At a minimum, a complete phonological description includes (a) a level of description in which the sounds of an utterance are characterised in terms of a relatively small number of categorically distinct entities – phonemes, features, or the like – and (b) a mapping between such a description and a physical description of the utterance in terms of continuously varying parameters, such as an acoustic waveform or tracks of the movement of the articulators. I emphasise that this characterisation of phonology is not intended to be controversial, although admittedly it has a laboratory bias that not all readers may share. I also emphasise that it is intended to apply to phonological phenomena of any sort, not just intonation. It obviously deals mostly with issues of ‘postlexical’ phonology and phonetic realisation, and consequently leaves out all sorts of aspects of morphophonemics or ‘lexical’ phonology that would be needed for a characterisation of phonology as a whole. Nevertheless, the parts it leaves out are, by the definition given in section 1.1.1, irrelevant to intonation, and it will therefore serve as an adequate notion of phonology for our purposes here.

Minimal though such a phonology may be, it is not something that is encountered very often in past work on intonation. Until the late 1970s there were two essentially separate approaches to studying intonation, which in their own way both failed to include a description that we might call phonological according to the characterisation just given. The two approaches also largely ignored each other. For want of better terms I will refer to these as the ‘instrumental’ approach and the ‘impressionistic’ approach, though – anticipating my conclusions a bit – I might also designate the two views as ‘phonetic’ and ‘proto-phonological’. It will be useful to sketch these two approaches briefly.
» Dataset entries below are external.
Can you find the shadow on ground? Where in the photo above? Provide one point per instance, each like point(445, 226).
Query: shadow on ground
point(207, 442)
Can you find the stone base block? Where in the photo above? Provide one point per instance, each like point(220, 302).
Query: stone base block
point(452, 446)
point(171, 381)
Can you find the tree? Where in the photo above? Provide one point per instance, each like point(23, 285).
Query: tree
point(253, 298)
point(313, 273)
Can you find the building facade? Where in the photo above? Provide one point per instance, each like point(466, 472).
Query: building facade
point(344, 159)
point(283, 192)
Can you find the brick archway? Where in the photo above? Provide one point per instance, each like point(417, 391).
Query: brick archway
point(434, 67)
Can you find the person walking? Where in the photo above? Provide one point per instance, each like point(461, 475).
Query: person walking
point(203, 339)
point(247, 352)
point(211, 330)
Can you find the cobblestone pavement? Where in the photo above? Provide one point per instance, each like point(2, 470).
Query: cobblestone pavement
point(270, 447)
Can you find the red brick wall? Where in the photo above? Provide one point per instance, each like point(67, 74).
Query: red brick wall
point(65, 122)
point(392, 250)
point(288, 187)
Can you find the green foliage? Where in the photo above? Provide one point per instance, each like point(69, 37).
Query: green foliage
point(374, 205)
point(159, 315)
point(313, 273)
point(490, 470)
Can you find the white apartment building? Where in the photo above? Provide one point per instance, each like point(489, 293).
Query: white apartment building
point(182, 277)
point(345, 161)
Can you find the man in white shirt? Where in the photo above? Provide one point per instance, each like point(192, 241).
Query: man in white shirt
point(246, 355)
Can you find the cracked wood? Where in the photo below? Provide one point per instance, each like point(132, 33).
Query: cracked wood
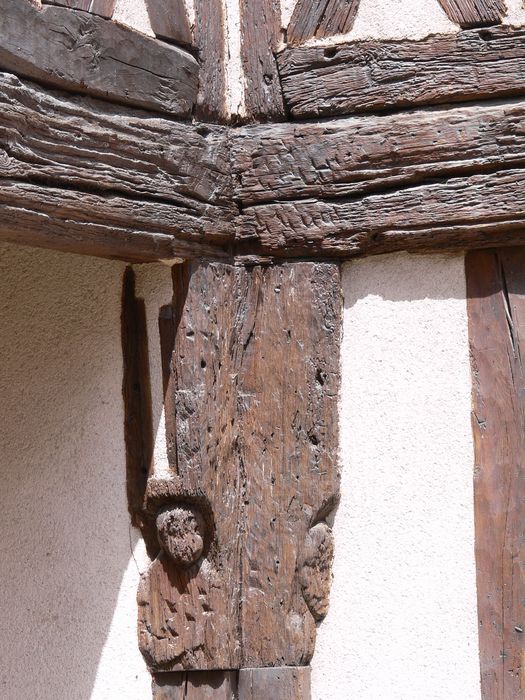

The ‘instrumental’ or ‘phonetic’ tradition was that of experimental psychologists and phoneticians interested in speech perception and in identifying the acoustic cues to intonational phenomena. An excellent review of this work up to the late 1960s is Lehiste 1970. Much of this work has focused on discovering the acoustic cues to several specific intonational phenomena, in particular: (a) syntactic/pragmatic notions like ‘finality’, ‘continuation’, and ‘interrogation’ (e.g. Hadding-Koch and Studdert-Kennedy 1964; Delattre 1963; Lieberman 1967); (b) emotional states such as anger, surprise, and boredom (e.g. Lieberman and Michaels 1962; Williams and Stevens 1972); and (c) word and sentence stress (e.g. Fry 1958; Lieberman 1960). In none of these cases can clear understanding have been said to result, though there are some fairly general findings that are well established, such as the fact that active emotions like anger or surprise are generally signalled by higher overall pitch (Uldall 1964; Williams and Stevens 1972), or that the duration of pauses at intonational breaks correlates well with the syntactic ‘strength’ of the boundary (Cooper and Paccia-Cooper 1980). But more conclusive findings seemed elusive, and fundamental uncertainty remained about such questions as the acoustic nature of stress.